As an example, suppose we wanted to measure the VO2-max of participants treated with a new COVID-19 medication vs. those not treated. VO2-max is essentially a measure of oxygen uptake during exercise of greater intensity (e.g. a Tour de France cyclist has better VO2-max than you and I). The VO2-max variable is the response, which is considered continuous, as a function of the independent variable treatment vs. control. For this, we are in the realm of z-tests or t-tests for means, or we could also perform an ANOVA on these variables. A regression analysis is also an option since we can operationalize the independent variable as a binary dummy-coded predictor. When we flip things around, such that the grouping variable is now the response and VO2-max is the predictor, we are in the realm of discriminant analysis or logistic regression on two groups. Here, we would like to predict group membership based on the continuous predictor. Notice that these models are answering different research questions, but at their core, it stands that they must have great technical similarity. As we will see as we progress, indeed they do. Within a t-test, for example, can be considered, at least on a conceptual level, to house a very primitive discriminant function! When doing a t-test, we don’t “see” the idea of a discriminant function simply because it is not a question we are asking. Nonetheless, it is there in concept underlying the technique. Once you understand the commonality of what underlies virtually all of these models, they will quickly lose their mystery. You will be less inclined to survey a decision-tree using statistical methods and see different procedures. What you will rather see is one larger model with special cases and peculiarities in each method.
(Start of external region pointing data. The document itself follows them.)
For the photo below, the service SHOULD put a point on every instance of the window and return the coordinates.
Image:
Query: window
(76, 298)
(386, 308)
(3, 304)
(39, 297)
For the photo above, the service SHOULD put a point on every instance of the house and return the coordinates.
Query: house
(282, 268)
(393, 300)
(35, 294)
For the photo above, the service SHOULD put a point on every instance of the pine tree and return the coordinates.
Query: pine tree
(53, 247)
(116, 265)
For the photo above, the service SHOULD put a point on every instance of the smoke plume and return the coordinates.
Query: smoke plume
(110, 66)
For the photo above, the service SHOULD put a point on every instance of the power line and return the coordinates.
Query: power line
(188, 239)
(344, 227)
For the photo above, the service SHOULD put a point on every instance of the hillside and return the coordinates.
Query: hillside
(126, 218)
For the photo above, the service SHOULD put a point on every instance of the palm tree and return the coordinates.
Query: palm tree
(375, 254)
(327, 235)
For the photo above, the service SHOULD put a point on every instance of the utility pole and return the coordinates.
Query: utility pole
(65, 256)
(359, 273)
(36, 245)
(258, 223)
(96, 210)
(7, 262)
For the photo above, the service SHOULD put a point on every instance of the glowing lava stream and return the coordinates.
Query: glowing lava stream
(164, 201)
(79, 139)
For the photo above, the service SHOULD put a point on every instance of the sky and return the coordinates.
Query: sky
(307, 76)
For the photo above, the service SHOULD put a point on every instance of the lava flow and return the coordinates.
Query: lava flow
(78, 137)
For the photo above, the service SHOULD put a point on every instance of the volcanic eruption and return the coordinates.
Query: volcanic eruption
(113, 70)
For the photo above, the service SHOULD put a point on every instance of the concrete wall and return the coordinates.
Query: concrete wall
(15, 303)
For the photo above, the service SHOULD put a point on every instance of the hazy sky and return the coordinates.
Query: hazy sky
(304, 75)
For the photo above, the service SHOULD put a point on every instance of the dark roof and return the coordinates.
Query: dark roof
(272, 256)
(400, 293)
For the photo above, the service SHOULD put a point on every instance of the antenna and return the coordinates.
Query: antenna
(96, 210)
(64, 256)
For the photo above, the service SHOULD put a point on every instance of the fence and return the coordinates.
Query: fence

Most statistical models, even if used for different research purposes and to answer different research questions, are quite technically similar at their core. One of the goals of learning and understanding statistical modeling is to grasp as quickly as possible this similarity so that you realize that differences in approach often have more to do with differences in research questions rather than differences in underlying technical details.